Notre époque est celle de l’égalité, la parité et tous ces jolis termes qui cachent souvent des idéologies ou concepts un peu flous, empêchant toute prise en compte des singularités et amenant par moment des décisions politiques très douteuses. C’est le cas aussi pour le processus de la maternité – d’ailleurs, devrions-nous d’ors et déjà parler de parentalité pour ne pas nous attirer les foudres d'une certaine génération de féministes (moi j'aime bien le parentage et tout hein, molo les meufs).
Au cours de la grossesse, papas (ou maman qui ne porte pas le bébé dans le cas d’un couple homoparental, on est d’accord) sont sollicités à plusieurs endroits : séances de préparation entre futurs géniteurs ou mieux, séances avec les mamans pour partager ce so wonderful moment de grâce qu’est l’attente d’un bébé. Pendant ces séances, il semblerait que les partenaires puissent échanger entre eux sur des questions communes et puis parfois aussi, on leur demande de participer activement à la préparation : ce matin, j’écoutais une émission de radio dans laquelle on pouvait assister de manière auditive à une séance de préparation. La sage-femme demandait aux papas présents d’imiter la trajectoire du bébé pendant la naissance, par la prise de positions que j’ai du mal à me représenter mais ça avait l’air de bien pouffer là-dedans (« Mesdames vous avez le droit de rire » disait-elle d'ailleurs aux mamans). La sage-femme expliquait ensuite en aparté que les hommes ne pouvaient comprendre ce que la femme vivait si eux-mêmes n’en saisissaient pas l’intensité.
Bon.
Je ne sais pas si les hommes présents dans cette salle ont bien saisi l’intensité d’une contraction ou du passage du bébé (d’un diamètre moyen de 10 cm) dans un vagin (d’un diamètre moyen de pas 10 cm (a priori quoi)) parce qu’ils ont fait trois cabrioles sur une moquette.
Et d’ailleurs, je me demande si l’homme il a besoin de savoir ce que ça fait d’accoucher. Puisqu'il accouche pas. cqfd. Et il accouchera jamais. cqfd again.
Et puis, il est peut-être bien content de n’avoir juste qu’à accompagner sa femme dans cette so wonderful étape du reste de sa vie sans avoir à se soucier de l'élasticité de son périnée une fois la chose expulsée n'est-ce pas.
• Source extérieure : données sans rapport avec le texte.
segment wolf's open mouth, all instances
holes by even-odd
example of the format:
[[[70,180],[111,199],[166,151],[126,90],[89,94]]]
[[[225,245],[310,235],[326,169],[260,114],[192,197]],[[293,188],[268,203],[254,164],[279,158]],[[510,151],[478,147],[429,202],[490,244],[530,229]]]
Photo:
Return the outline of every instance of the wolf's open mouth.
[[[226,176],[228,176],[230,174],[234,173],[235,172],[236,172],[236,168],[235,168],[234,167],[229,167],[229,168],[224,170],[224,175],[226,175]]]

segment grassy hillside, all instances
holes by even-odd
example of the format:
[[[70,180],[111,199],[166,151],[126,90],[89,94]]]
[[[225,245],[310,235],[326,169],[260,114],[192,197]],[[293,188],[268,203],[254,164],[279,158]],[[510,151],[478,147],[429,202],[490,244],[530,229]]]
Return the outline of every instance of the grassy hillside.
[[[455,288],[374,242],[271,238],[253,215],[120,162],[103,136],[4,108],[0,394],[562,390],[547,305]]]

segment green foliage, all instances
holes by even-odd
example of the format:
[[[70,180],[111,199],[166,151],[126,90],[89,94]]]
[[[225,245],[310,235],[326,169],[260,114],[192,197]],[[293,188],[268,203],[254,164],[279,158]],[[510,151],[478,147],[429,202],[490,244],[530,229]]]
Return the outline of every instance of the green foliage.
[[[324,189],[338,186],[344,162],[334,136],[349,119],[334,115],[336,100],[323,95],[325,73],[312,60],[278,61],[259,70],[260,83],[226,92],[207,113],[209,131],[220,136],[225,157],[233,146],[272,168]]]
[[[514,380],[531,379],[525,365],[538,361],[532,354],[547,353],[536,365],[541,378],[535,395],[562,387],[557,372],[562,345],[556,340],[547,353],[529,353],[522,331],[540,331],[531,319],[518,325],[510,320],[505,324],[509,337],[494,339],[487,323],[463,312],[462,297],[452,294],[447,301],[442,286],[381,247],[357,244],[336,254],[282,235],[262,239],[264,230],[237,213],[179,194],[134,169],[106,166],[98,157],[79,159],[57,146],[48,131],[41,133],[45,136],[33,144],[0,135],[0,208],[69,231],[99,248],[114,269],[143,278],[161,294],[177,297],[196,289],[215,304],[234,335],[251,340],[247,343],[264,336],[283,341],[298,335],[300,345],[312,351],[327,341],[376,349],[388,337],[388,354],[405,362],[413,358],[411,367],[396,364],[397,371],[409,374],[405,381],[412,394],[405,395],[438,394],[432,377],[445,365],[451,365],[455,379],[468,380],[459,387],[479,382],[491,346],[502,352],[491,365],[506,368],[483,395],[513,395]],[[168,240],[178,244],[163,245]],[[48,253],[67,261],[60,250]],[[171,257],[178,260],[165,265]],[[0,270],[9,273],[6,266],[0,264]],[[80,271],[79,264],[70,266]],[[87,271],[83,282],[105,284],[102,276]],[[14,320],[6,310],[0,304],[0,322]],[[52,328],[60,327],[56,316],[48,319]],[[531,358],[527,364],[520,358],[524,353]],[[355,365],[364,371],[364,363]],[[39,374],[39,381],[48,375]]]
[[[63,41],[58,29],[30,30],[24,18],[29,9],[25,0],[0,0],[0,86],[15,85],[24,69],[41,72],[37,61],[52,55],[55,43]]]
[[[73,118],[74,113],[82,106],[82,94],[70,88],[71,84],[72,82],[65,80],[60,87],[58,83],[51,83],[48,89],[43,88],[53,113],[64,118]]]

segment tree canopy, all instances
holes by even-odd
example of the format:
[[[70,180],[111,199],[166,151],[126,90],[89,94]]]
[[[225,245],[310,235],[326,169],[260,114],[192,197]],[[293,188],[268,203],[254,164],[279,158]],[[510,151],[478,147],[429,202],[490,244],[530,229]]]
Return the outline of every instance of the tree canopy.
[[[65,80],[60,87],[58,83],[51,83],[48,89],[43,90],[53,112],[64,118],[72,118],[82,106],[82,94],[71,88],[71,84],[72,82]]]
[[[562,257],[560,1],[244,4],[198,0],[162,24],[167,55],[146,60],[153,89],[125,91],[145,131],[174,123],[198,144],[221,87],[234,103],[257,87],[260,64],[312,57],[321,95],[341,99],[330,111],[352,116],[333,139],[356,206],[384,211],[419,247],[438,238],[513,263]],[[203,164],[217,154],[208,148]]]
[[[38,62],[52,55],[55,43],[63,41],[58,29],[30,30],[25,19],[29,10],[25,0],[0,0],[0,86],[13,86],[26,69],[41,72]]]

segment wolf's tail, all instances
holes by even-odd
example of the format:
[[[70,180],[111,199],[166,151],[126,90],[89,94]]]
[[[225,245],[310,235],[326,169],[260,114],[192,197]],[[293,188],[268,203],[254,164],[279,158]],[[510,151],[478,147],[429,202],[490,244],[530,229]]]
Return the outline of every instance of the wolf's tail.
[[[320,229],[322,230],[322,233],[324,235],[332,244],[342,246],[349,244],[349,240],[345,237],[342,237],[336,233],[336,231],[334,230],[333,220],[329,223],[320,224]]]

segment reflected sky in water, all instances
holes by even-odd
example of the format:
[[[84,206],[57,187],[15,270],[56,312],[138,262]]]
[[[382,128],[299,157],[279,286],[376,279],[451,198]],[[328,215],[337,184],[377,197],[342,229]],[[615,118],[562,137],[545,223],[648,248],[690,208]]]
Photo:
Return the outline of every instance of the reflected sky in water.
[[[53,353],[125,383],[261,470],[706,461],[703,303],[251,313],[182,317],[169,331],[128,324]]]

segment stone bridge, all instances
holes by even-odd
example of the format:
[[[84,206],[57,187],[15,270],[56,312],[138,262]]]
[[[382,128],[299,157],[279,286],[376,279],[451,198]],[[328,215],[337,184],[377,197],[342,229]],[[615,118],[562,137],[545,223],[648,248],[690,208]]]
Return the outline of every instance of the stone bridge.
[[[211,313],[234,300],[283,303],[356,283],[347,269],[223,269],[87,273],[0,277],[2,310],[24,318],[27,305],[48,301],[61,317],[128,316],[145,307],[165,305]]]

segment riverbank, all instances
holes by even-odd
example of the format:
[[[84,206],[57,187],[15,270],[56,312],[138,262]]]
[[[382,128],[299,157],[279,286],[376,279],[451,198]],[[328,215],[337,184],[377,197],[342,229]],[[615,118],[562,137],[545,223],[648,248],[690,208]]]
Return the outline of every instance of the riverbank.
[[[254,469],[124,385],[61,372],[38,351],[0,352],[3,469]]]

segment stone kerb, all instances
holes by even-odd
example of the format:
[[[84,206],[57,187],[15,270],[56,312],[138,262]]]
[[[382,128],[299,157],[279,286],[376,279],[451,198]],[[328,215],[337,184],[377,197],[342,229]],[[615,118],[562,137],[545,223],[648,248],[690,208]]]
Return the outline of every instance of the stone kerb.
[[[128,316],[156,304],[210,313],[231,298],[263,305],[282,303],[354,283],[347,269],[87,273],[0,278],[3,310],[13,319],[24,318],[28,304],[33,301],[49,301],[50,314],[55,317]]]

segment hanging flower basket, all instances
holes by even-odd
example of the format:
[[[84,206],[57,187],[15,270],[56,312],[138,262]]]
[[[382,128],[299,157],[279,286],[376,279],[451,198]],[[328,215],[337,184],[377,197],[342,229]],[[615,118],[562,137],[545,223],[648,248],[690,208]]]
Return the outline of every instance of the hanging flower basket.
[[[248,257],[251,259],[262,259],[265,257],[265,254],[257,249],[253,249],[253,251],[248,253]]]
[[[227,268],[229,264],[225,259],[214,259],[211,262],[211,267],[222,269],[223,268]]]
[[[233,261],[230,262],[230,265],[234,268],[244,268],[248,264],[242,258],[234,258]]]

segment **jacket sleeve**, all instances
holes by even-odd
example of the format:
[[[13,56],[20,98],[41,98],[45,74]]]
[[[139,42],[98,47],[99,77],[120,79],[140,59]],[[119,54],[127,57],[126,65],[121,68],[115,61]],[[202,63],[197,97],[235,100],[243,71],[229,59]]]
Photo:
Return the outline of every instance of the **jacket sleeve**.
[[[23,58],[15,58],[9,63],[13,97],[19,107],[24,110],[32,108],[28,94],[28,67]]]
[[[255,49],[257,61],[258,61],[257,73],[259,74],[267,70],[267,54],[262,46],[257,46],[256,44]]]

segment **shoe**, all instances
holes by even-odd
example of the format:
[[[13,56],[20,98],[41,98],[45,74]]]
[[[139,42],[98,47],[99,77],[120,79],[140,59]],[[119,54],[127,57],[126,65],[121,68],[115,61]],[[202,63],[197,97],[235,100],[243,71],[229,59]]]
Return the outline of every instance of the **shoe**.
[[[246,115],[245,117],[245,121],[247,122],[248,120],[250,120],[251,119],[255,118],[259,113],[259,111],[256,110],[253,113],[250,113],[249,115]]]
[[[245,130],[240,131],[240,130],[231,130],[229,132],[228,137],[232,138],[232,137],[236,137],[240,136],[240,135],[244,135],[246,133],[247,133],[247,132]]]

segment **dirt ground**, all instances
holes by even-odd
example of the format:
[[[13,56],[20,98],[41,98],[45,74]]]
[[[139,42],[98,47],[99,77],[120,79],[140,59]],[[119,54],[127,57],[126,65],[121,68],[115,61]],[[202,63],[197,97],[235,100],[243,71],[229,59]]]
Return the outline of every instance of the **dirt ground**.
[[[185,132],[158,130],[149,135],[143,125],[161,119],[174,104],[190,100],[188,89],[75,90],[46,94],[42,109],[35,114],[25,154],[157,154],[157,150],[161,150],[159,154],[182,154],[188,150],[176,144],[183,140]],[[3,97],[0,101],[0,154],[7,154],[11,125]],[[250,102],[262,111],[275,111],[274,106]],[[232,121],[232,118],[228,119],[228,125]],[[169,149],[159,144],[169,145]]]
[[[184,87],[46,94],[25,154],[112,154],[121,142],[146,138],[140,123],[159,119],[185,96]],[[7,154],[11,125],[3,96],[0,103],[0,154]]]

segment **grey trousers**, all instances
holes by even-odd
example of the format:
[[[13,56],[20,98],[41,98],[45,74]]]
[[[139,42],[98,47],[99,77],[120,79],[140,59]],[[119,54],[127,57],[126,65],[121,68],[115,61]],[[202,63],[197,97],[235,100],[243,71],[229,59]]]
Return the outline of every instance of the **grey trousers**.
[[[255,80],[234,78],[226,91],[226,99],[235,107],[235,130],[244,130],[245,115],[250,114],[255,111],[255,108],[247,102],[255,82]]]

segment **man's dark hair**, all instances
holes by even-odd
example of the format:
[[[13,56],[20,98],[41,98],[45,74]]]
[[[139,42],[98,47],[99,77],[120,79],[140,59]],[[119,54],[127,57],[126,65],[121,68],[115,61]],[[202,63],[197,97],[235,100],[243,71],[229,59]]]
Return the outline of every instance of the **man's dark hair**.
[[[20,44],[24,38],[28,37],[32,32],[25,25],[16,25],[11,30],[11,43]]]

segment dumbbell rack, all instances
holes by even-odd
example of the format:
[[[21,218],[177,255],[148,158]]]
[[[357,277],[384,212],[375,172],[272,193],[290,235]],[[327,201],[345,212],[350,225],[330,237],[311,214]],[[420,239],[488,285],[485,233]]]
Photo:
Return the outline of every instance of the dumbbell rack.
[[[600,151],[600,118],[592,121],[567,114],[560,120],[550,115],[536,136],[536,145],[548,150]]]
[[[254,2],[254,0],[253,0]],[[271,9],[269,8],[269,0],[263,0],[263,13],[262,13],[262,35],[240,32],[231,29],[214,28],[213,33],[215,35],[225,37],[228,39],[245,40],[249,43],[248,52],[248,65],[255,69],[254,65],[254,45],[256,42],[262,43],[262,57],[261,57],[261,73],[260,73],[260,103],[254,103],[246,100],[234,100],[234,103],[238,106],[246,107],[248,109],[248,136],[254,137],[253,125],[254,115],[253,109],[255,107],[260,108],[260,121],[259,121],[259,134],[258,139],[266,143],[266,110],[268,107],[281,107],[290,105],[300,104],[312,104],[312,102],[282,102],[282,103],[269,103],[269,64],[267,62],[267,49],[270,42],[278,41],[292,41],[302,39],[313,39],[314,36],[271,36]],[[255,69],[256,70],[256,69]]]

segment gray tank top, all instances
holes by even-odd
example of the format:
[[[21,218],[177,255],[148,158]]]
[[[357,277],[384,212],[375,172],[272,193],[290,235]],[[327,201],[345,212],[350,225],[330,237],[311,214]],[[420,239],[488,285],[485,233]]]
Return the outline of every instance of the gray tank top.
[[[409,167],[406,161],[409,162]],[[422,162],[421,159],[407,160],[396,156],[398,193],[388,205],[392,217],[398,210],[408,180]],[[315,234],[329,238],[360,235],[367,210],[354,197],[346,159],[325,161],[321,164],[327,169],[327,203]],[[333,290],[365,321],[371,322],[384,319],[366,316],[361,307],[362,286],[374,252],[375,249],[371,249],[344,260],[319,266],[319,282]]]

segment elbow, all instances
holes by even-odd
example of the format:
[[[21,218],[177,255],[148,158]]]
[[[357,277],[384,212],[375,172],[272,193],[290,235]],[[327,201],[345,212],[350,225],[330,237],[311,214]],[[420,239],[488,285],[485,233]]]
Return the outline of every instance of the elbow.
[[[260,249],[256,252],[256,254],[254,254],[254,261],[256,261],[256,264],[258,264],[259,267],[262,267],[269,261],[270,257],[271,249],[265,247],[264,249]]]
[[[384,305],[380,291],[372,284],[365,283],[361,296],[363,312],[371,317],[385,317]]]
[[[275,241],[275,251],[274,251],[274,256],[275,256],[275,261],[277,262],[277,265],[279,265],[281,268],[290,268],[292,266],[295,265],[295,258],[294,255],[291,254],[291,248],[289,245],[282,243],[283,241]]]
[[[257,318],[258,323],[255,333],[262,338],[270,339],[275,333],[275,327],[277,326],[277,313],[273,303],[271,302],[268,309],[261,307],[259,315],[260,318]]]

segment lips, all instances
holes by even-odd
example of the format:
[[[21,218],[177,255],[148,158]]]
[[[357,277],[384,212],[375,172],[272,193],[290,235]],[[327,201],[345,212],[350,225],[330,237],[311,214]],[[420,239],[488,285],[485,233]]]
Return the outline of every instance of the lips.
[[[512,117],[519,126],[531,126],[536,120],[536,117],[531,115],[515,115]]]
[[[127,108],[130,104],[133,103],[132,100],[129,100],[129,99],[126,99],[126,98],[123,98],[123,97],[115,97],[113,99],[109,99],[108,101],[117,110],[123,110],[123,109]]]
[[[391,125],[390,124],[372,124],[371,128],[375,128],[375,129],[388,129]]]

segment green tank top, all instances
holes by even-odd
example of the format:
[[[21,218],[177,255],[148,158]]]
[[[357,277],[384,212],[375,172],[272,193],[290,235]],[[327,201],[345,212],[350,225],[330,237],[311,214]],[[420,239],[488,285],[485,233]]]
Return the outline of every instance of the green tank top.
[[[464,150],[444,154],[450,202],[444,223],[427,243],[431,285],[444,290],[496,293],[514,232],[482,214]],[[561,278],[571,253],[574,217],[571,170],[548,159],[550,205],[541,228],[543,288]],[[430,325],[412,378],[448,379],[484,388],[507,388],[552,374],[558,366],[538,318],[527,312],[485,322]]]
J’ai parfois l’impression que dans cette recherche d’égalité à tout prix, se cache une soif de vengeance de la part de femmes trop longtemps laissées seules dans cette expérience (hommage à nos grand-mères), qui justifierait de faire ce que NOUS voulons de nos partenaires sous prétexte qu’il faut qu’ils comprennent. Et qu’ils paient le pêché d’être des hommes et de n’avoir pas à faire le sacrifice de l’accouchement (tiens, ça rappelle des temps anciens mais à l’envers quoi).
Certains hommes ont pourtant des connaissances en la matière, selon le mode de préparation choisi et leur degré d'intérêt pour la chose, mais pas besoin de venir faire le fanfaron hein, y'a des médecins pour ça ma pov'dame alors toi, l'homme géniteur, contente-toi d'aller faire la roulade sur la moquette et viens pas mettre ton nez dans nos affaires.

Accouchement physiologique d'une vache, La Réunion, 2009
Après la préparation, il y a la naissance où le géniteur, donc, doit appliquer tout ce qu’on lui a appris pendant les séances de préparation. Mais en vrai, ce qu'on dit pas dans l'affaire, c'est qu'une seule séance aurait suffi pour dire à ton mec ou ta meuf un peu gauche qu’en fait, incarner l’égalité, la parité, l’équité toussa, c’est se placer derrière la mère, lui crier plus ou moins intensément « Pousse » quand il sentira que ça s’agite là-dedans et couper le cordon en souriant (et s’il peut verser une larme, c’est pas mal hein, qu’il ne se retienne pas, surtout).
Allez, je ne suis pas très sympa, j’oublie que parfois, il y a des sage-femmes humaines et généreuses qui invitent le partenaire à attraper le bébé (tu l’as vu toi aussi dans Baby-Boom hein, dis-le). Par contre, que le père ne vienne pas refuser parce que bon, l’égalitélaparitétoutlbordel, ça se mérite hein. Pareil pour le cordon, pareil pour la première fois où tu entends le cœur de ton bébé battre, si tu t’émerveilles pas un minimum, t’es ringard grave.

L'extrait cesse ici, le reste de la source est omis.